Song Meaning
The lyrics paint a surreal domestic scene where divine and diabolical forces are not grand cosmic entities, but mundane presences lurking in everyday spaces. God is found "under the table," "behind the door," and "reading the newspaper," while the devil is "behind the closet," "in the middle of the room," and "making dinner." This juxtaposition of the sacred and the profane within the ordinary creates an unsettling atmosphere, suggesting a spiritual malaise where good and evil are indistinguishable or equally unremarkable in the narrator's life.
The central tension revolves around the narrator's repeated, plaintive question: "What's wrong with my heart?" This query arises from the disorienting placement of God and the Devil, who are depicted in equally banal or even contradictory activities. God is sometimes passive, "reading," "dreaming," or "washing dishes," while the Devil is active, "dancing," "making dinner," and "giving a speech." The narrator's heart seems troubled by this lack of clear distinction and the pervasive, almost domestic presence of both forces.

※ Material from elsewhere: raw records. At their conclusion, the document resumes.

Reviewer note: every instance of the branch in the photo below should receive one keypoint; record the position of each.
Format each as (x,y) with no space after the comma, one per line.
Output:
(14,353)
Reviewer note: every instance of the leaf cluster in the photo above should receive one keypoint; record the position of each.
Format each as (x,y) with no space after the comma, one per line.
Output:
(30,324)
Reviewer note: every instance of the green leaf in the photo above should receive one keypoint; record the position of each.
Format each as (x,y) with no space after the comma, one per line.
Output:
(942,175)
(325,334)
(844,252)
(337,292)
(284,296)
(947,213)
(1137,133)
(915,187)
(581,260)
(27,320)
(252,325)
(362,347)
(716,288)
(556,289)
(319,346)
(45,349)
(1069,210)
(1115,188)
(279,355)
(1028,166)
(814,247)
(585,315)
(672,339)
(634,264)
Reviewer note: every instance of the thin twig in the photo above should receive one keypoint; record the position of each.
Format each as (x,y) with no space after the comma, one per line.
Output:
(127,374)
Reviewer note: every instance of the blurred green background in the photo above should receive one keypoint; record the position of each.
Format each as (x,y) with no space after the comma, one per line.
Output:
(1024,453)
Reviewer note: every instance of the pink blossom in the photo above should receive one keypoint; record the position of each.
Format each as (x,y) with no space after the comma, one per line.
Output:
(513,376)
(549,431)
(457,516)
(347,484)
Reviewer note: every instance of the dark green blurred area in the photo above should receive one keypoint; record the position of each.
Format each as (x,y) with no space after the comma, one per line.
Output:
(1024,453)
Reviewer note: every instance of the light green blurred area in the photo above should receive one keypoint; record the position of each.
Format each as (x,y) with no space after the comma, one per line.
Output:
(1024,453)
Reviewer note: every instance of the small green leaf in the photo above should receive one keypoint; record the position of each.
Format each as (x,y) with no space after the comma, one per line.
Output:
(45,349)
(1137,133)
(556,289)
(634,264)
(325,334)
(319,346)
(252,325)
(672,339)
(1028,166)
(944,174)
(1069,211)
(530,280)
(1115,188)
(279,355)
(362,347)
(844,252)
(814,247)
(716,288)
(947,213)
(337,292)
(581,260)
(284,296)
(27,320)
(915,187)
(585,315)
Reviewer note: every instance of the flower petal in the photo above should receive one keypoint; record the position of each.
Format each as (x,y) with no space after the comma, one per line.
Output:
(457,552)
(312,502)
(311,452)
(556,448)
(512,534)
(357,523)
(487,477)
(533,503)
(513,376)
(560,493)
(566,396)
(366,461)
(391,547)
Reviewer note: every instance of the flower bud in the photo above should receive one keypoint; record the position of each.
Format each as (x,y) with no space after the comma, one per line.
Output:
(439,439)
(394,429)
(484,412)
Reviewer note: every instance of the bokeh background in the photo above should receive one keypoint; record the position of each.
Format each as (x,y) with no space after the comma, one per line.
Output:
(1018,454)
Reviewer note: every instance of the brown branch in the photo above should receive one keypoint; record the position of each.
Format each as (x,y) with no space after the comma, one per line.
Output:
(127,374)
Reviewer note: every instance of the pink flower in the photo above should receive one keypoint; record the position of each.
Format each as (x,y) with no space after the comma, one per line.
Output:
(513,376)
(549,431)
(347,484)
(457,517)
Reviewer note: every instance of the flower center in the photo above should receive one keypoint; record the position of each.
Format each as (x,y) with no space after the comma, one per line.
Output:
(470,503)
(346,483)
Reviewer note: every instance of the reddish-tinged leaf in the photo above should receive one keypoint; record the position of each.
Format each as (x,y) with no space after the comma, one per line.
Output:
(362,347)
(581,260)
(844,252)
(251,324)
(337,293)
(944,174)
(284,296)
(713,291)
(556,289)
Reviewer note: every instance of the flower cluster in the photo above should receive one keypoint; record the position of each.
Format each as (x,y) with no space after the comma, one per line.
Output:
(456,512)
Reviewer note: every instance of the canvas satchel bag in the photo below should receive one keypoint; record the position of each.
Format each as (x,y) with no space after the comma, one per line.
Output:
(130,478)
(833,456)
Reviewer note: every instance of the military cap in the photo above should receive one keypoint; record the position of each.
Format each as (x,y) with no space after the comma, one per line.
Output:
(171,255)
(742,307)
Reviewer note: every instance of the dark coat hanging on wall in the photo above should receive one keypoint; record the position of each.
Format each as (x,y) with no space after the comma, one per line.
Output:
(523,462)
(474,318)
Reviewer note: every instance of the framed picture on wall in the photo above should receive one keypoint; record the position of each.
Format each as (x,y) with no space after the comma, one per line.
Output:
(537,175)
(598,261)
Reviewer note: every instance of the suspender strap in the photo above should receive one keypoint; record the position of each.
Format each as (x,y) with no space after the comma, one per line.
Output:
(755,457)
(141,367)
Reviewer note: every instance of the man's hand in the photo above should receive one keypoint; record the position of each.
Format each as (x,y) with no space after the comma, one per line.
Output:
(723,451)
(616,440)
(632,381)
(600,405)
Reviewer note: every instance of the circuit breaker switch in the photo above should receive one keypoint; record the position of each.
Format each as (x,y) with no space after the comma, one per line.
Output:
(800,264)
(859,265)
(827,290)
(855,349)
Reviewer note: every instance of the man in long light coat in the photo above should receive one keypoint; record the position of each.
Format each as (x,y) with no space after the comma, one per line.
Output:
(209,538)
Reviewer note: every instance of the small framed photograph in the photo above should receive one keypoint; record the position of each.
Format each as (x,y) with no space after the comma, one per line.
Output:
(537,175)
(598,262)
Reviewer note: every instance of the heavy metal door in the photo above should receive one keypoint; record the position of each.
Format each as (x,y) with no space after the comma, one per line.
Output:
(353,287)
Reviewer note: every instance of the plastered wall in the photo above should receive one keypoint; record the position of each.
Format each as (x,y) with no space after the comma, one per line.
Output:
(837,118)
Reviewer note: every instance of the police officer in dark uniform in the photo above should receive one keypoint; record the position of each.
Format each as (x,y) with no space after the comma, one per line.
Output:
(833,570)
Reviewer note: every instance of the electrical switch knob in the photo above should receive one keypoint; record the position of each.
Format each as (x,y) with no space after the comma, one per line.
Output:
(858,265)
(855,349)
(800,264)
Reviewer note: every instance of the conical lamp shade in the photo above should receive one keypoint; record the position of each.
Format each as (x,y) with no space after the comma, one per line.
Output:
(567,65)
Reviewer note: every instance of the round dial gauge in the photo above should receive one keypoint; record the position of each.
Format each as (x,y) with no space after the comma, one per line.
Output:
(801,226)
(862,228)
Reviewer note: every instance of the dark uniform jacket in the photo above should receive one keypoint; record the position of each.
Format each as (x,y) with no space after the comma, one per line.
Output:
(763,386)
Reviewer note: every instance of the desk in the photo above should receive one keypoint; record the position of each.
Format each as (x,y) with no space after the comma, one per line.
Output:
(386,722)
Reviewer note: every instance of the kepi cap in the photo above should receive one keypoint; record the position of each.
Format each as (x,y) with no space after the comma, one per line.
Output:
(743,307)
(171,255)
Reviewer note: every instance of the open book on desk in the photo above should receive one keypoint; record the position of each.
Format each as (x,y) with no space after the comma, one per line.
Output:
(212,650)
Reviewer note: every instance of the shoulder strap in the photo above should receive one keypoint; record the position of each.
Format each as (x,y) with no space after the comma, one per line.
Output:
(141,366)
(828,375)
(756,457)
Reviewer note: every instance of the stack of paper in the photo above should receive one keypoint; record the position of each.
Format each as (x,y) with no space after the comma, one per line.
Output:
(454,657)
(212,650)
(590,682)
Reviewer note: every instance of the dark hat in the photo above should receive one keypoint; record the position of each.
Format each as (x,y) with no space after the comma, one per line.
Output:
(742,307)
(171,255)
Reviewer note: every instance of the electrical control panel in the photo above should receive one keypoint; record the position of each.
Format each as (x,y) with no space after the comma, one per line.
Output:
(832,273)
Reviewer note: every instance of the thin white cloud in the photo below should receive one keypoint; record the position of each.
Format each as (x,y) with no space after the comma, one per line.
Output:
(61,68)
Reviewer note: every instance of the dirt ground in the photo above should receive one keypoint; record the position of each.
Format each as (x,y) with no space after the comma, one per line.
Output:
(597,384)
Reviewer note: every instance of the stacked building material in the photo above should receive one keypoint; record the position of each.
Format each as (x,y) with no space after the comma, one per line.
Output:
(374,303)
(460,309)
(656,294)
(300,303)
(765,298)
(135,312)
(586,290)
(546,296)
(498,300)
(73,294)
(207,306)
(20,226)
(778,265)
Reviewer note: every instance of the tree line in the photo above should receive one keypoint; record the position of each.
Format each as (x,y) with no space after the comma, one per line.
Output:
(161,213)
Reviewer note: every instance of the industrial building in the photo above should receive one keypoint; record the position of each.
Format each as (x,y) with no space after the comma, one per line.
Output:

The most striking aspect of the craft is the relentless, almost chant-like repetition of God and the Devil's locations and actions, contrasted with the simple, recurring question. The lyrics use stark, concrete imagery of household objects and spaces – "table," "closet," "door," "room," "newspaper," "dishes," "piano," "ceiling," "back door," "kitchen floor," "doorway." This grounding in the mundane amplifies the strangeness of the divine and demonic being so intimately, yet passively or actively, interwoven into the fabric of domestic life, leading to the narrator's profound confusion.
This lyrical construction effectively conveys a deep sense of spiritual disorientation and internal conflict. By placing God and the Devil in such ordinary, even mundane roles, the lyrics suggest that the struggle between good and evil, or the search for meaning, is not an epic battle but a constant, quiet negotiation within the self and one's immediate surroundings. The narrator's troubled heart is a direct response to this pervasive, confusing spiritual landscape, making the internal struggle feel both deeply personal and eerily universal.